Jorge Ubico, militaire et dictateur.

Jorge Ubico Castañeda (10 novembre 1878 – 14 juin 1946), surnommé le numéro cinq ou encore le Napoléon d’Amérique centrale, était un dictateur guatémaltèque. Général dans l’ armée guatémaltèque , il est élu à la présidence en 1931, lors d’une élection où il est le seul candidat. Il a poursuivi la politique de ses prédécesseurs consistant à accorder des concessions massives à la United Fruit Company et aux riches propriétaires terriens, ainsi qu’à soutenir leurs dures pratiques de travail. Ubico a été décrit comme “l’un des tyrans les plus oppressifs que le Guatemala ait jamais connu” qui s’est comparé à Adolf Hitler. Il a été enlevé par un pro-démocratie  soulèvement en 1944, qui a mené à la Révolution guatémaltèque de dix ans.


Jorge Ubico était le fils d’Arturo Ubico Urruela, avocat et homme politique du Parti libéral guatémaltèque . Ubico Urruela était membre de la législature qui a rédigé la Constitution guatémaltèque de 1879, et a ensuite été président du Congrès guatémaltèque sous le gouvernement de Manuel Estrada Cabrera (1898–1920). Jorge Ubico a reçu un tutorat privé et a fréquenté certaines des écoles les plus prestigieuses du Guatemala, ainsi qu’une formation complémentaire aux États-Unis et en Europe.

En 1897, Ubico a reçu sa commission dans l’armée guatémaltèque en tant que sous-lieutenant, une commission qui était en grande partie due à ses relations politiques. Il s’impose rapidement dans l’armée et gravit les échelons, et, après une campagne militaire contre le Salvador, occupe le grade de colonel à l’âge de 28 ans. Un an plus tard, il est nommé gouverneur (jefe politico) de la province. d ‘ Alta Verapaz , suivi quatre ans plus tard comme gouverneur de Retalhuleu.
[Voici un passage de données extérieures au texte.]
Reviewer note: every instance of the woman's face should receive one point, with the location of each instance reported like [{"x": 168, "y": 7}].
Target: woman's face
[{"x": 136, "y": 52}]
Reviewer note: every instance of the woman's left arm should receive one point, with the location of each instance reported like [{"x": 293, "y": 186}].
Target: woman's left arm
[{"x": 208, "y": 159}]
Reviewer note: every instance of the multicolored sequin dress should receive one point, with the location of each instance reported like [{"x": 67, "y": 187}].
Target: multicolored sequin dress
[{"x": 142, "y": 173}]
Au cours de son mandat, il a supervisé l’amélioration des travaux publics, du système scolaire, de la santé publique et des organisations de jeunesse. En 1918, il assèche des marécages, ordonne des fumigations et distribue des médicaments gratuits pour lutter contre une épidémie de fièvre jaune, et remporte les éloges du général de division William C. Gorgas , qui avait fait de même au Panama. Cependant, la majeure partie de sa réputation est venue de sa punition dure mais efficace du banditisme et de la contrebande à travers la frontière mexicaine .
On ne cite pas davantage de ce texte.